The only thing I was really playing on the PC at the time was Civilization V. It played it about as well as my old PC, so I just kept playing it on there, to keep the heat load off the MBP.

Then I started playing Elder Scrolls Online, so I tried it on my Mac. It stutters every few seconds, like it’s texture thrashing, and I thought, well, Bethesda just didn’t optimize it for the Vega, and that’s too bad. But then I saw it running on a friend’s 2020 MBP, with only integrated graphics, and it runs… pretty well, actually! So I spent an extra $750 upgrading to the best GPU I could get, and it actually made gaming on the Mac worse for me. So I continue to play ESO on a twelve-year-old PC with an Athlon64 and a nVidia 9xx-series GPU. The fact that this rig plays the game pretty well only adds salt to the wound that my expensive MBP basically can’t play it at all.

The new MacBook Pro’s look perfect, and base models start out about half the price of this one. Ouch. If I had just waited a couple of years, and given up on the stupid idea that gaming on a Mac is ever going to be a thing, I’d be in computing nirvana now.

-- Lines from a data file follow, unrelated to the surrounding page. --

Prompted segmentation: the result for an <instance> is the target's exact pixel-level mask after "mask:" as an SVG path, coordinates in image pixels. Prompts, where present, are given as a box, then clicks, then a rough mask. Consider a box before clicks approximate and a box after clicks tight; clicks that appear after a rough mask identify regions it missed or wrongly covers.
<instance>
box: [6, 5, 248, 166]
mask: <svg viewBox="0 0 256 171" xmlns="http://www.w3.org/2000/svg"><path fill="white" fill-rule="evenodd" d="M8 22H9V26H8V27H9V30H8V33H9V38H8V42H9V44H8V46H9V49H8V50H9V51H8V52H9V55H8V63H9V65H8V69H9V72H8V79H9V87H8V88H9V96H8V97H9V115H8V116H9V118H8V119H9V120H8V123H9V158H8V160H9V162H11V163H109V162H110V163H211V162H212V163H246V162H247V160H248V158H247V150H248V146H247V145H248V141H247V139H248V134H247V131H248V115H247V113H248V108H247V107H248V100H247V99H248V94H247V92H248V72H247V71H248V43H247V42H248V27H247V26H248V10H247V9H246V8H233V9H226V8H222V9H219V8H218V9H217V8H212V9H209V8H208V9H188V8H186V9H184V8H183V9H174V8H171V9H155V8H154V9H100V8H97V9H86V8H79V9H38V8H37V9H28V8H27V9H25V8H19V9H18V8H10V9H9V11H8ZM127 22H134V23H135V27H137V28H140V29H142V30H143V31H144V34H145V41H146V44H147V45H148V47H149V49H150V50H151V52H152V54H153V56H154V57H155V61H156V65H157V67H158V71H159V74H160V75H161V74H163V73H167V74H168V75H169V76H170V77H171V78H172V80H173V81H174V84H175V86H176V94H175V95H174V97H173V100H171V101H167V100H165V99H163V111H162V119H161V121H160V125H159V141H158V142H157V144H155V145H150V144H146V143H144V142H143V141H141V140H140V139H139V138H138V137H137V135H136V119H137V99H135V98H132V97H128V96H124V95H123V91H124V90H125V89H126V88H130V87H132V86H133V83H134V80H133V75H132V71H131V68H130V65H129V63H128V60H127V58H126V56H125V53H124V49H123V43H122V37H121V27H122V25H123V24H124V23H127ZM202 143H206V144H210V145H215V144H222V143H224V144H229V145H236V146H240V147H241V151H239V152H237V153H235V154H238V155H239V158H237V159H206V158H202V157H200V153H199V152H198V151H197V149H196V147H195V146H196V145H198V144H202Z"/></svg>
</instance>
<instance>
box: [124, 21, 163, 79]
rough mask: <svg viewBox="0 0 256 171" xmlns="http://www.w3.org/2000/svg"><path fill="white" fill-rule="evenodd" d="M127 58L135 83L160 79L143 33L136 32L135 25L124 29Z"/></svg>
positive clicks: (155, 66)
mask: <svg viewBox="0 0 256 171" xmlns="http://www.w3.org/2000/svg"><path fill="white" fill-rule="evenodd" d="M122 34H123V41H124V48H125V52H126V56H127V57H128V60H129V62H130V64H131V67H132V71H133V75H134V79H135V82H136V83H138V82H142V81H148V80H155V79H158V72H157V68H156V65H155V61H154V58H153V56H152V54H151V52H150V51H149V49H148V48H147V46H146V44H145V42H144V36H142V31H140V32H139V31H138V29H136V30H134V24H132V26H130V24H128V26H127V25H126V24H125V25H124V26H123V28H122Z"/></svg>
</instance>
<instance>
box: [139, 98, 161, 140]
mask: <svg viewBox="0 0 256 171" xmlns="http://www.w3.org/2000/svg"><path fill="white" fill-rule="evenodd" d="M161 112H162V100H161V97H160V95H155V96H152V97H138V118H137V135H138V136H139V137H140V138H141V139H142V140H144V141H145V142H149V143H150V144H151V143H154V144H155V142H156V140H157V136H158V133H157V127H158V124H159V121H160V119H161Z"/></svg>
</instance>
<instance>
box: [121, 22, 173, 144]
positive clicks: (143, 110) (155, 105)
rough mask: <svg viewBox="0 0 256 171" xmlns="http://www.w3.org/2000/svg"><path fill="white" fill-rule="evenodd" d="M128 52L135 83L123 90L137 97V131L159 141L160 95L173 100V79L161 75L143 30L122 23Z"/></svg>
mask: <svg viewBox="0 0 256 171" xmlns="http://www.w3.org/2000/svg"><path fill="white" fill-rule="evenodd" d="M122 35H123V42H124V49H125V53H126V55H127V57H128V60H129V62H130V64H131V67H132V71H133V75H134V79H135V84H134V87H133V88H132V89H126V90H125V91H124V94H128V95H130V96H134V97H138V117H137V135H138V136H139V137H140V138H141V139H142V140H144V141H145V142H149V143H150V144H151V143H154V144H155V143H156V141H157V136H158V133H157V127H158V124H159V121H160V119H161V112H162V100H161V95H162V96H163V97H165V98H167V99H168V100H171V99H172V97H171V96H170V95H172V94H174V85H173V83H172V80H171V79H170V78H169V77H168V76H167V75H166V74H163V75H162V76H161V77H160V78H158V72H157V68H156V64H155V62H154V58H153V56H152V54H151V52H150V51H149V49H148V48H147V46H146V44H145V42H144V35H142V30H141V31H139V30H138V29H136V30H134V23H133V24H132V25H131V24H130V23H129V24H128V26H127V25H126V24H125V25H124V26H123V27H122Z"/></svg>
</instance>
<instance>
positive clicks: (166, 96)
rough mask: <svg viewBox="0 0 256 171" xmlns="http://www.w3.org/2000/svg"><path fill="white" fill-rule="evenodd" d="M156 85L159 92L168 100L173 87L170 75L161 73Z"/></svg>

Whatever “power” they may put in the thing, I just don’t see gaming companies supporting it. Bethesda has already said that will not be porting ESO to M1. This isn’t surprising. I mean, there were only a handful of AAA titles ported to Mac when they were running Intel CPU’s and AMD GPU’s. Now that both halves of the whole are completely different architectures than their PC brethren, I don’t see any gaming companies making the effort.

Mac for programming. Playstation for gaming. Windows for ESO. God, I wish I could cut Windows completely out of my life. I’ve been tempted to move to PS for ESO, but I can’t give up my investment, and I couldn’t live without a whole slew of mods I rely on. I started playing ESO again because I’ve been shut in with health problems for a long time. Once I get better, if I would stop playing ESO again, I could put the PC back in the closet.

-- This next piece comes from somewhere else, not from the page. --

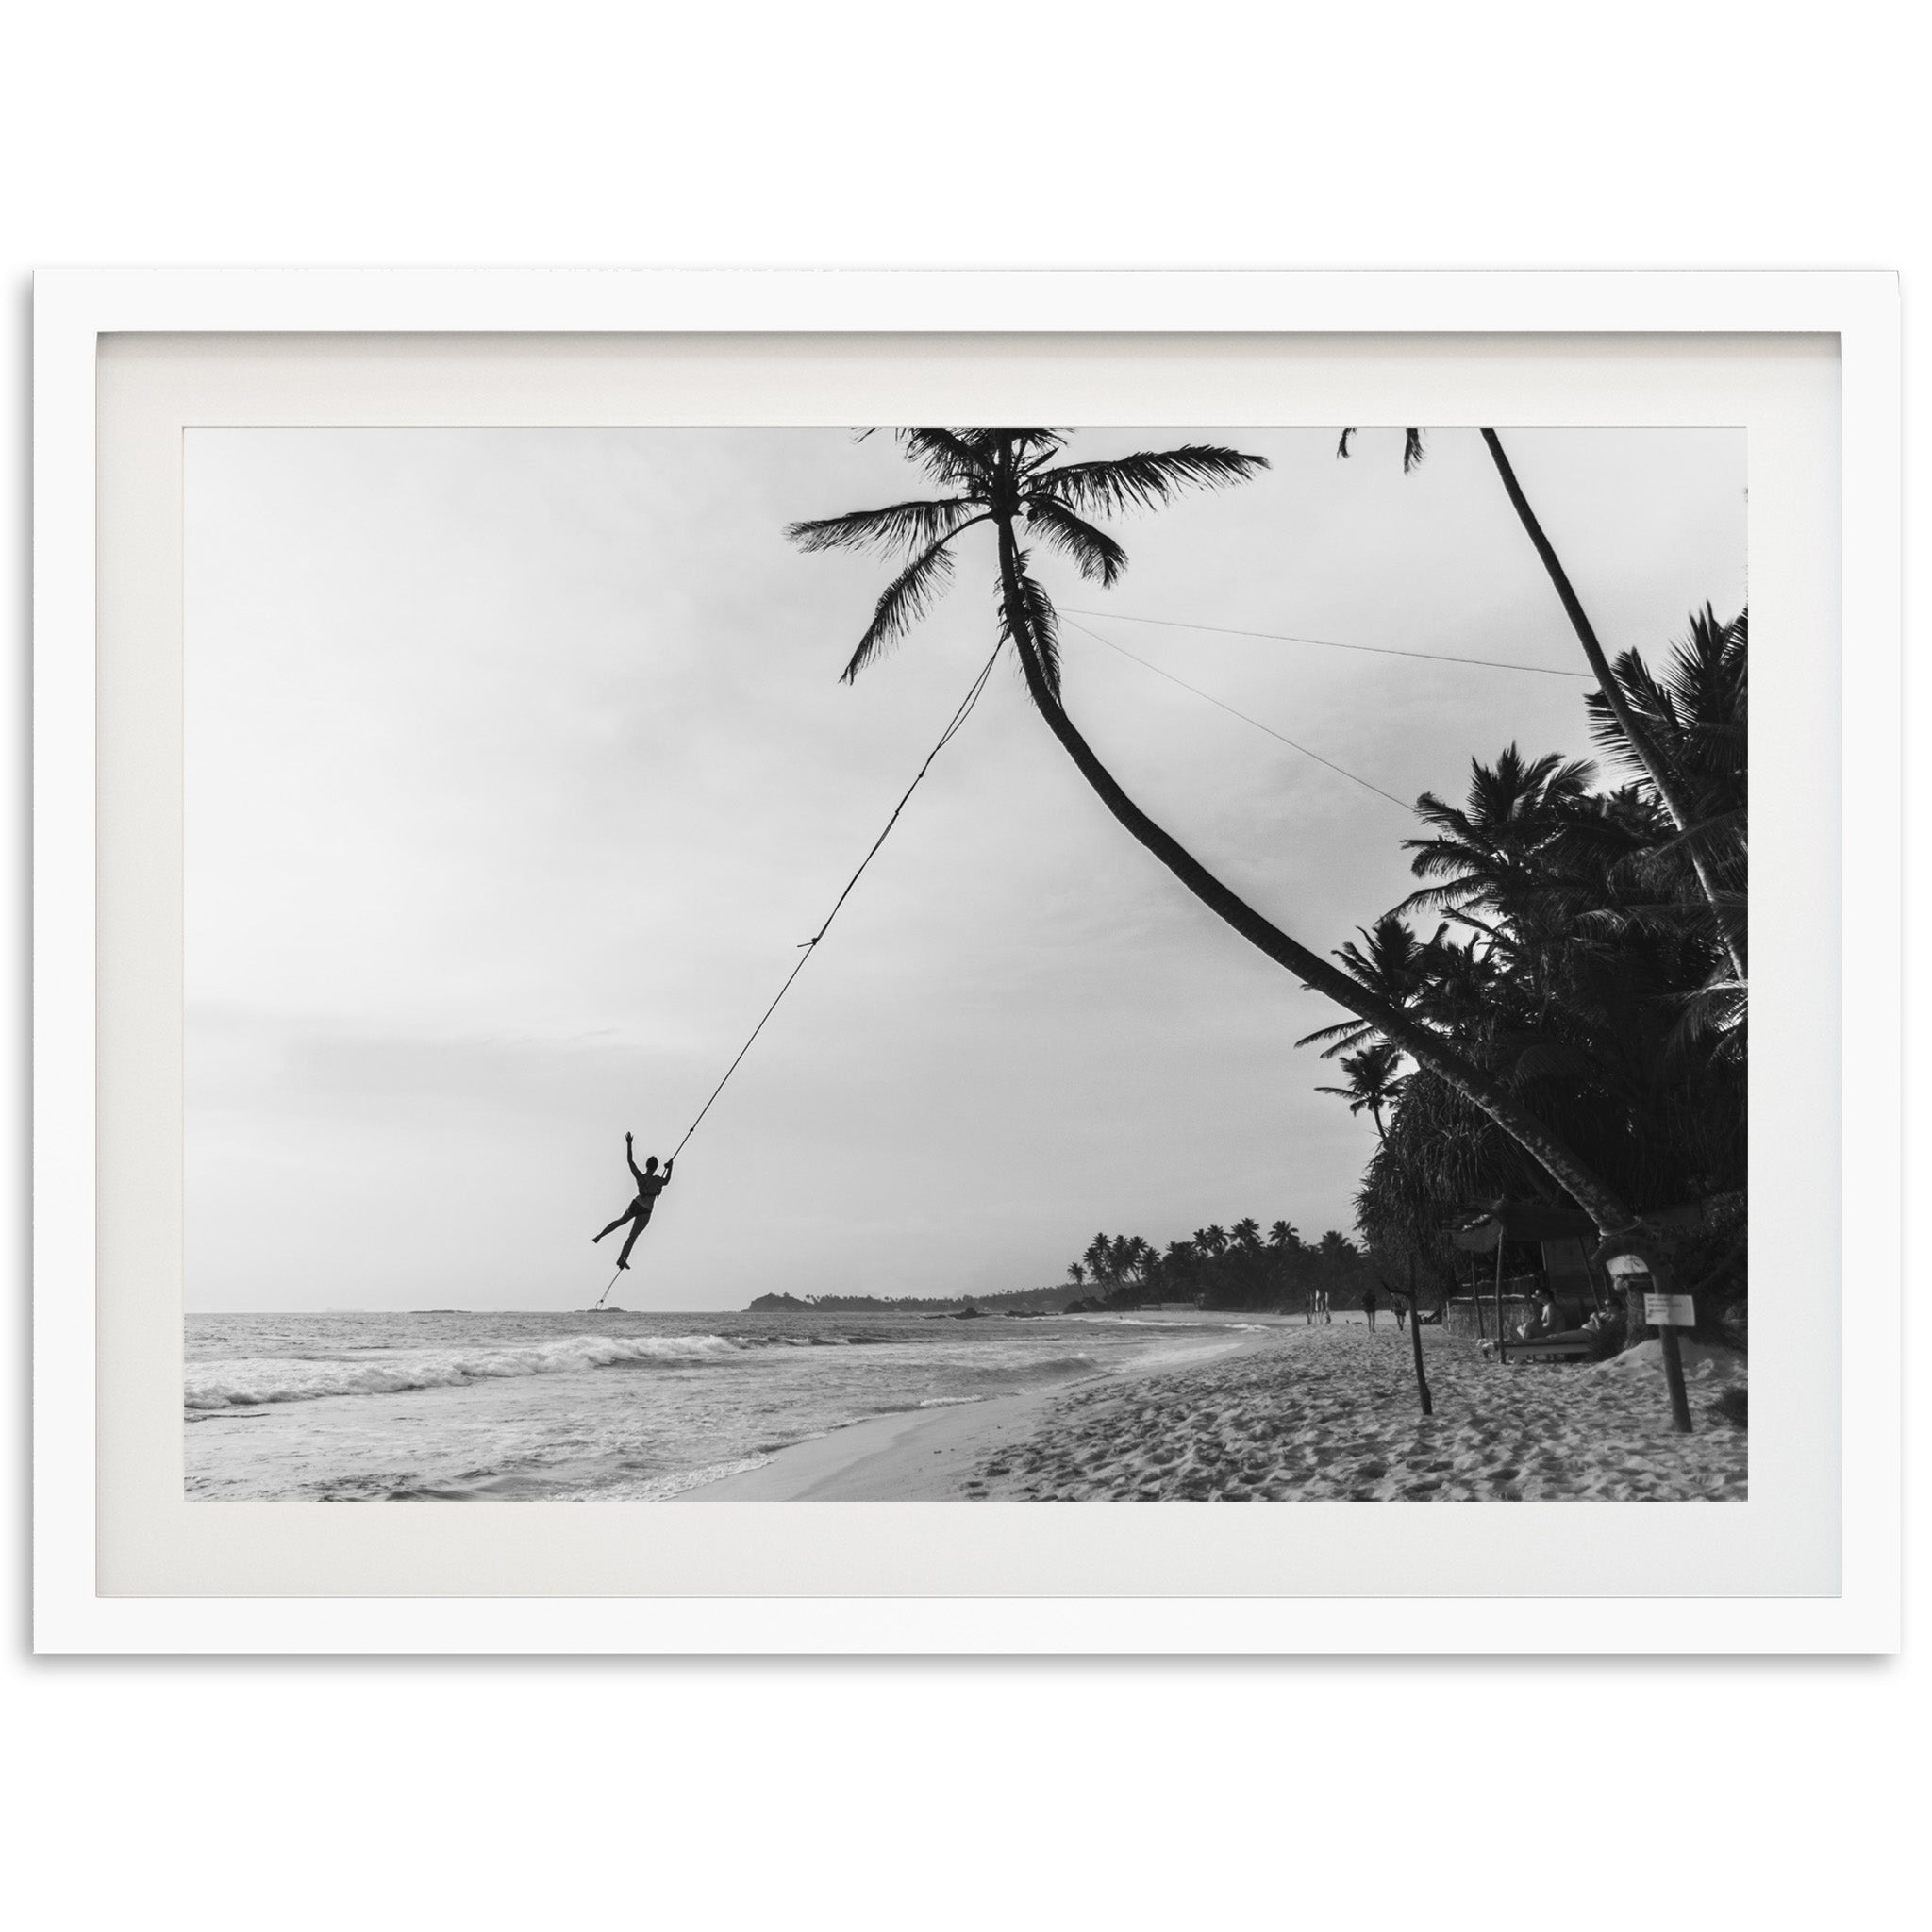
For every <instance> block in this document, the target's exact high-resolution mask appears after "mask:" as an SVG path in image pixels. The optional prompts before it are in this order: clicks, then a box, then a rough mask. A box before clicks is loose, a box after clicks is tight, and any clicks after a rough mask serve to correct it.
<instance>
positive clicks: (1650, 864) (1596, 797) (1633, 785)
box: [788, 429, 1745, 1262]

P.S. It’s so great to see Apple responding to clamorous and sustained criticisms of their MBP hardware from power users in places like Hacker News. (Including last night’s update to the Monterey public beta, which restores proper tabs in Safari.) It gives me hope that the platform will continue to be a good one for developers, and not be morphed into a mobile-like experience.

P.P.S. World of Warcraft has been ported to native M1. Maybe I should just switch MMO’s. I wonder what New Worlds’ situation is… Oh. Bootcamp. Nevermind. I didn’t buy a Mac to run Windows. I dual booted my PC’s between Linux for work and Windows for gaming for decades. No more. I think you should just buy a PC laptop if you’re going to do that.